Appmon Episode 27: The Fifth App Driver!

In this episode, a new addition to the team and a new, imposing villain stand in the way of our heroes achieving everybody’s deepest ambition: beating the living stuffing out of Twitter.


There’s a lot to gush about as Appmon begins its second half with some serious fireworks. Sateramon makes his proper entrance, and it’s about as perfect a debut as an arc villain could get. Yujin becomes the newest App Driver, being too cool for words as he saves the day with his adorable buddy Offmon. There’s quirk, there’s comedy, there’s technological mayhem, it’s everything you want from the show. But for all the joy it brings, there are a few knocks, the biggest of which is the price it pays to move the story in a new direction.

Let’s get the little niggles out of the way quickly. It’s weird to be back in the real world dealing with a random destructive Appmon of the week again after the excitement of the Mienumon chase and the introduction to Deep Web. Tubumon’s method of victimizing Eri and Astora never finds a comically healthy medium. It’s either dreadfully crude boasting of their farting prowess, or escalating Eri’s love life to the point where she’s on her honeymoon. And Yujin hawks the new App Drive Duo a little too aggressively, almost bragging about how much better it is than the original, even though he has never seen the original and even we don’t know the difference yet. His run-in is textbook—almost a little too textbook—and while it sets up major drama down the road, it doesn’t hint at it here.
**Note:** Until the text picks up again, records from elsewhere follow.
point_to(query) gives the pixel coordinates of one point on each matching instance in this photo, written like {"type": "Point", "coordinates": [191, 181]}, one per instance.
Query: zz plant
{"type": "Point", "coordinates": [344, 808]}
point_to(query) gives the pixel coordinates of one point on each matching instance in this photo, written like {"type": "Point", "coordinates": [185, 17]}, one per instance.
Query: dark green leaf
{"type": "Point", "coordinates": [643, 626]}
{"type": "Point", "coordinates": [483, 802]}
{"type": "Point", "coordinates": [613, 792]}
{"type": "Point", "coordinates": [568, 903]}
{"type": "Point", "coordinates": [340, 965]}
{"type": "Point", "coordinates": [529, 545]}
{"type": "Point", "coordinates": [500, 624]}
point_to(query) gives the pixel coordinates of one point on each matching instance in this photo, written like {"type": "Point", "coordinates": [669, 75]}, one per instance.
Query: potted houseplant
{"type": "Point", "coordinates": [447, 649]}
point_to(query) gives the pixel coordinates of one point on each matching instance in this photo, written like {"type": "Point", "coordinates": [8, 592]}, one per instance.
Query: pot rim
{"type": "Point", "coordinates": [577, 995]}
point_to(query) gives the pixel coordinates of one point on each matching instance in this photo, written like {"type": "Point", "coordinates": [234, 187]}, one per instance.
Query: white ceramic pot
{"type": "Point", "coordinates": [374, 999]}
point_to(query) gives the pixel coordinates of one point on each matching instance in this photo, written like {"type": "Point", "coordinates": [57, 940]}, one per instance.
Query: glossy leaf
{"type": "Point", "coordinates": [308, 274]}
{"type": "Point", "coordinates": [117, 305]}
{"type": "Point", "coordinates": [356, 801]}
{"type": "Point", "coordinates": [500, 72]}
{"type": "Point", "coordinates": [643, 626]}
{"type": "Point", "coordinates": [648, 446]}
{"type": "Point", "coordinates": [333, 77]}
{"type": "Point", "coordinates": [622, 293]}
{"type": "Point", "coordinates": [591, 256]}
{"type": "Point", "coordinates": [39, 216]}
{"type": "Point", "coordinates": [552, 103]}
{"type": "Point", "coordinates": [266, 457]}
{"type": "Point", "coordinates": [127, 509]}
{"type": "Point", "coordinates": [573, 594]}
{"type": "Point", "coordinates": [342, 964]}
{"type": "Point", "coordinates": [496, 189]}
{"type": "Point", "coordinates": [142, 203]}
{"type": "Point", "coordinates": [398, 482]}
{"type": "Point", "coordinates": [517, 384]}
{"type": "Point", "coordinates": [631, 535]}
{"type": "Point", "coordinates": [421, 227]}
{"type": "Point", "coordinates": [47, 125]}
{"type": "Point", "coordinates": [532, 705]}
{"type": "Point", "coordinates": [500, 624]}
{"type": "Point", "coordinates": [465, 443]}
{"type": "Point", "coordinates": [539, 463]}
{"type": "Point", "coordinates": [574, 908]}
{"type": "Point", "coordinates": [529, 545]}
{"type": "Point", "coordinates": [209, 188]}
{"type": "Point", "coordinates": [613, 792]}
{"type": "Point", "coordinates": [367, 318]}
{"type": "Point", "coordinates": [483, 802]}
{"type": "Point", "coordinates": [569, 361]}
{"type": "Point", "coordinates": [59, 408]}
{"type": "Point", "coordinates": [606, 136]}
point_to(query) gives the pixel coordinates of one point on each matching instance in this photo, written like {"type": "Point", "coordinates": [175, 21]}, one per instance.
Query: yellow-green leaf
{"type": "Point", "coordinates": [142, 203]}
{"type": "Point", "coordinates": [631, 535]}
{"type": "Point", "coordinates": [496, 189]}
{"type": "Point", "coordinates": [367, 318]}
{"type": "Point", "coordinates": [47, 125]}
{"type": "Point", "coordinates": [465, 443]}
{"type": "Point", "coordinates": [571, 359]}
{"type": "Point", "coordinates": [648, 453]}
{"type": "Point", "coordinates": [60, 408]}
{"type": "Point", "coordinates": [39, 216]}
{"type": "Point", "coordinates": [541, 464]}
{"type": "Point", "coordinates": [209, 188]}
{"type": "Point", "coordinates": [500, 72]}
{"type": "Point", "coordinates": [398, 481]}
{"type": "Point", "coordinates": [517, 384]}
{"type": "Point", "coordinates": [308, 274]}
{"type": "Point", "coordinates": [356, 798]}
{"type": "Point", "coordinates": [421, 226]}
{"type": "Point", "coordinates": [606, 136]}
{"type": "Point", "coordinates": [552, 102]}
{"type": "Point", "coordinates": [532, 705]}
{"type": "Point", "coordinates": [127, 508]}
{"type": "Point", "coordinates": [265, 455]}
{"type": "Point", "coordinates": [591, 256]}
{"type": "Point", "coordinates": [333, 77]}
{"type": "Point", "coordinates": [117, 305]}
For now, all we can do is lament Haru losing what could have been a unique, complex, story angle.

As the only character with no distractions in his life, Haru’s friendship with Yujin and Ai offers the chance to flesh out his story and give him something else to think about. His life outside of Appmon hasn’t suddenly stopped, and we were just starting to realize how Haru’s adventures can take a toll. When Haru abruptly cancels his date to rescue Eri’s Twitter account, Yujin is practically begging Haru to open up about whatever he has going on. Yujin sees that Haru’s in something deep, and the way Haru won’t talk about it concerns him. Haru, meanwhile, is dying to tell Yujin, certain the news would be welcomed with the same support and encouragement he got from Ai, but also realizing Yujin’s support meant endangering him. It’s so rare when a Digimon hero really wrestles with the implications of telling his friends and family what’s going on, and even more rare when the friends and family notice. Appmon did so well to give it such emphasis, and so poorly to resolve it for Haru without him lifting a finger.

Jarring as it is to suddenly be back home dealing with mundane app chaos, at least the chaos brings it this time. Not only do Tubumon’s antics hit home with an inspired Twitter-based moveset, the show does well to explain how quickly tweets can blow up in someone’s face. To raise the stakes a little, he’s not an innocent Appmon infected, but a henchmen for Sateramon, a bigger villain who actually has a reason not to show himself: as a long-range GPS app, he can track and predict movements from space with such accuracy that subjecting himself to enemy attack is just something he wouldn’t do. His dismantling of Globemon seems logical and is appropriately threatening.

His foil turns out to be adorable little Offmon, perhaps not the sort of Appmon buddy we may have expected to pop out of Yuujin’s new App Drive. Midseason entries have a way of showing up on the same power level as the existing team, but Offmon actually feels like a starter. He’s smol, uncertain, and takes forever to charge up his main attack. His shutdown ability was the perfect way to cut off Sateramon without violence, and his tepid nature lets Yujin practice his gentle encouragement on someone. Convenient as it was, both he and Yujin will make wonderful additions to the team, especially with all that sinister foreshadowing still in play. It just would have been nice to force Haru to resolve his boyfriend issues first.

My Grade: B+

Loose Data:
  • While the show uses stand-in “Appter” instead of actual Twitter, posting to it is consistently referred to as “tweeting,” which, by definition, applies exclusively to posting to Twitter. And it’s not hard to see what inspired Tubumon’s design.
  • The subtitles didn’t show it, but the location in Eri’s Appter profile is “The Center of the Universe.” There were, erm, a few other things the subtitles didn’t show in that sequence…
  • Haru waits for Yujin near a definitely not Hachiko statue. That’s the famous dog statue in Shibuya that Patamon visited in episode 33 of Adventure. In Appmon the dog’s name is, naturally, Fido.
  • Between Haru’s excitement and impatience waiting for Yujin, how much they had to work to set it up and the flying cherry blossoms everywhere, it’s no surprise Gatchmon wonders if it’s a date. He’s just saying what we’re all thinking!
  • If there’s one funny thing that came out of the fart jokes, it’s Haru and Gatchmon actually thinking Eri was capable of the… skill Tubumon posted on her behalf.